Death Blow – This was the second single released from Funke Funke Wisdom. LL and Moe Dee had been feuding on record since the late eighties. This is the last dis record of that feud. In my opinion, the instrumental on a dis record is almost as important as the lyrics, and while this instrumental isn’t terrible it’s definitely not strong enough to effectively fire verbal darts at your enemy over. Moe Dee manages to land a few decent blows (i.e. “my lyrical beat down will leave ya in coma, cause you can’t hang without a high school diploma” and “if mama said knock me out come do it, you can’t win and that *scratch* knew it” (the *scratch* covers up “bitch” or “hoe” which kind of takes away from the line’s potency, but it’s still hi-larious)), but overall this was not a strong enough response to overcome the damage LL inflicted on “To Da Break Of Dawn”.
Let’s Get Serious – Moe Dee brings back his monotone Rakim style flow for this one, and he completely demolishes the self-produced backdrop. Well done, Mr. Dewese.
Poetic Justice – The first few times I listened to this song I wasn’t feeling it, but now I appreciate it. The Moe Dee/Keith Spencer/Dale Hogan instrumental will win you over in time, and Moe Dee spits some pretty nice bars too: “awaken, achen, taken codeine, now you’re trying to OD, cause you don’t want none of Moe Dee, pain relievers, won’t relieve ya, suicide won’t do it either, even after I cremate you, I’m a reincarnate you, bring you back for another round, just to put you back in the ground”. Talk your shit Moe Dee!
Gangsta Boogie – Moe Dee uses this one to call out those obsessed with the gangsta lifestyle. The instrumental (which is credited to the trio of Moe Dee, Keith Spencer and Dale Hogan) sounds a lot like BBD’s “I Thought It Was Me”, only not as potent.
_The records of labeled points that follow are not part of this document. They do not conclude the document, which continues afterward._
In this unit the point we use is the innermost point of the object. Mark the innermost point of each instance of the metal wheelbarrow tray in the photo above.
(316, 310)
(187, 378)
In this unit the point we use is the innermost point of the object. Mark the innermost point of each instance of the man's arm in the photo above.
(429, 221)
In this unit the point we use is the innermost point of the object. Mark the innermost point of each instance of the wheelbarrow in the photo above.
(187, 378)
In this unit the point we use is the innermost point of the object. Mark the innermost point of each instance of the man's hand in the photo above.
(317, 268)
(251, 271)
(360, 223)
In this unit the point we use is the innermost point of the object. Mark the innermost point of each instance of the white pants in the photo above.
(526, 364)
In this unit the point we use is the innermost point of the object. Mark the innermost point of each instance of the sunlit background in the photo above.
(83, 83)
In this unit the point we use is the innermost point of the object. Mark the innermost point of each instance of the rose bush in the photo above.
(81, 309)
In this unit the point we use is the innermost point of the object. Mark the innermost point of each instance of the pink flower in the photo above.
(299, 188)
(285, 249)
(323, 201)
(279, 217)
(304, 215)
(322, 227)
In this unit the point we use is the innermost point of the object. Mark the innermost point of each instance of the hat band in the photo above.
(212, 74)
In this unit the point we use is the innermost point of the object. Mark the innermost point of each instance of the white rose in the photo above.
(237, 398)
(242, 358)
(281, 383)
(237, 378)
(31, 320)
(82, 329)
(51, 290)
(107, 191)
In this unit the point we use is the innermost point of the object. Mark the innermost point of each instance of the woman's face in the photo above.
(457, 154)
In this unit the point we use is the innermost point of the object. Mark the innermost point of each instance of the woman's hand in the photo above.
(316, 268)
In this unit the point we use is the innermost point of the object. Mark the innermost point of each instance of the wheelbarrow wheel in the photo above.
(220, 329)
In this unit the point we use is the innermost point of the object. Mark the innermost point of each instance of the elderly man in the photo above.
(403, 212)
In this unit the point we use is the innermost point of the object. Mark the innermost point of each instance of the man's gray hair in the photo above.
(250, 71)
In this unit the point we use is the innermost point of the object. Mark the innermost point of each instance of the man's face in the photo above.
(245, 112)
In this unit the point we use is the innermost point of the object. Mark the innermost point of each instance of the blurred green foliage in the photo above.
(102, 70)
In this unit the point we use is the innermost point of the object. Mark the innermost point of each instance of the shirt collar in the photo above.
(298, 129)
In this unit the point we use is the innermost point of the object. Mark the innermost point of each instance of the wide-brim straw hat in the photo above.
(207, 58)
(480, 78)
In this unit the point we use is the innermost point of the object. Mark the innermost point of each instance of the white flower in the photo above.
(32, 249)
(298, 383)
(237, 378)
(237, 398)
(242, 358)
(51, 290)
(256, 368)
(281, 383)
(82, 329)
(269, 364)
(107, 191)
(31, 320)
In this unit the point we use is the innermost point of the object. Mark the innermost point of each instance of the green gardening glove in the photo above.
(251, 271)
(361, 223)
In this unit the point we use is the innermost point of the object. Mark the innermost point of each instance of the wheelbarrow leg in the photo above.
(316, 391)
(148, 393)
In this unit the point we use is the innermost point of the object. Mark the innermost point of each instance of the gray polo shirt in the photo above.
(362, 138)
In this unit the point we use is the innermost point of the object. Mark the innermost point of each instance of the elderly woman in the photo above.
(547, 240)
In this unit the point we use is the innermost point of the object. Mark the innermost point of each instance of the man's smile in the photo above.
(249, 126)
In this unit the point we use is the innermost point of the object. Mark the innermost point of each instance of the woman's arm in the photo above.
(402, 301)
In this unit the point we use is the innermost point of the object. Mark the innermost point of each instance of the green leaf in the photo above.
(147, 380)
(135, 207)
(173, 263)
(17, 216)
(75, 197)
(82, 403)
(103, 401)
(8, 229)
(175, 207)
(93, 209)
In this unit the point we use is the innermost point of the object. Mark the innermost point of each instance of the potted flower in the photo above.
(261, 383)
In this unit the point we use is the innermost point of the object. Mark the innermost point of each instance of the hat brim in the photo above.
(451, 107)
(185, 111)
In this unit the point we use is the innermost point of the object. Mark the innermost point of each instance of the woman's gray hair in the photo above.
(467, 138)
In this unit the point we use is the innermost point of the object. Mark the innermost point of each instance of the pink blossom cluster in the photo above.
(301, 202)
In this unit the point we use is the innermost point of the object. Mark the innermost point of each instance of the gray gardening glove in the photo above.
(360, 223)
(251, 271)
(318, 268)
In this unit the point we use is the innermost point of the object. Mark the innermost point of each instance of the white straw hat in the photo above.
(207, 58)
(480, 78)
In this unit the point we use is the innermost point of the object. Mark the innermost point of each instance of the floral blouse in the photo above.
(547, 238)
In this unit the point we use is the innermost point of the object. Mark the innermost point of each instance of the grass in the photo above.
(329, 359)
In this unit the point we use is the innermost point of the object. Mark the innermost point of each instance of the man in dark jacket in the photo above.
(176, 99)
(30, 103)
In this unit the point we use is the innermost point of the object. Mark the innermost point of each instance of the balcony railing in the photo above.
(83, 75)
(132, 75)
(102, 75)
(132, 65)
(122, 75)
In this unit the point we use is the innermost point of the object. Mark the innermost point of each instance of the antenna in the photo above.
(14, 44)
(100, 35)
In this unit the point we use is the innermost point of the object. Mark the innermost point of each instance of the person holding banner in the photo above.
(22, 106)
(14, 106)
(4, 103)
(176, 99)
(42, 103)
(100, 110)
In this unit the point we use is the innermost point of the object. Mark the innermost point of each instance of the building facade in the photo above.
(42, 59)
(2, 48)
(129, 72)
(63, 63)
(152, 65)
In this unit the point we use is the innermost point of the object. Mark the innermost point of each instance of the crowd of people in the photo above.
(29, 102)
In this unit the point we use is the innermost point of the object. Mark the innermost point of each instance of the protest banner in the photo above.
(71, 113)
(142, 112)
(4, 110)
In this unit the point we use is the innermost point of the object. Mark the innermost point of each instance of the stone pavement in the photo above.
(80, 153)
Overall, this song was decent, I guess.
Times Up – The last song on Funke Funke Wisdom is an exercise in mediocrity. And with that, we’re done.
On Funke Funke Wisdom, an aging Moe Dee proves that he still has a few rounds left in his lyrical holster. But only a few. For every song that he spits bars, there’s a song that he spits trash. And on the production side, for every dope instrumental, there’s three garbage ones. Funke Funke Wisdom is not a terrible listen, but it is very uneven, especially coming from the self-proclaimed 5th greatest emcee of all-time.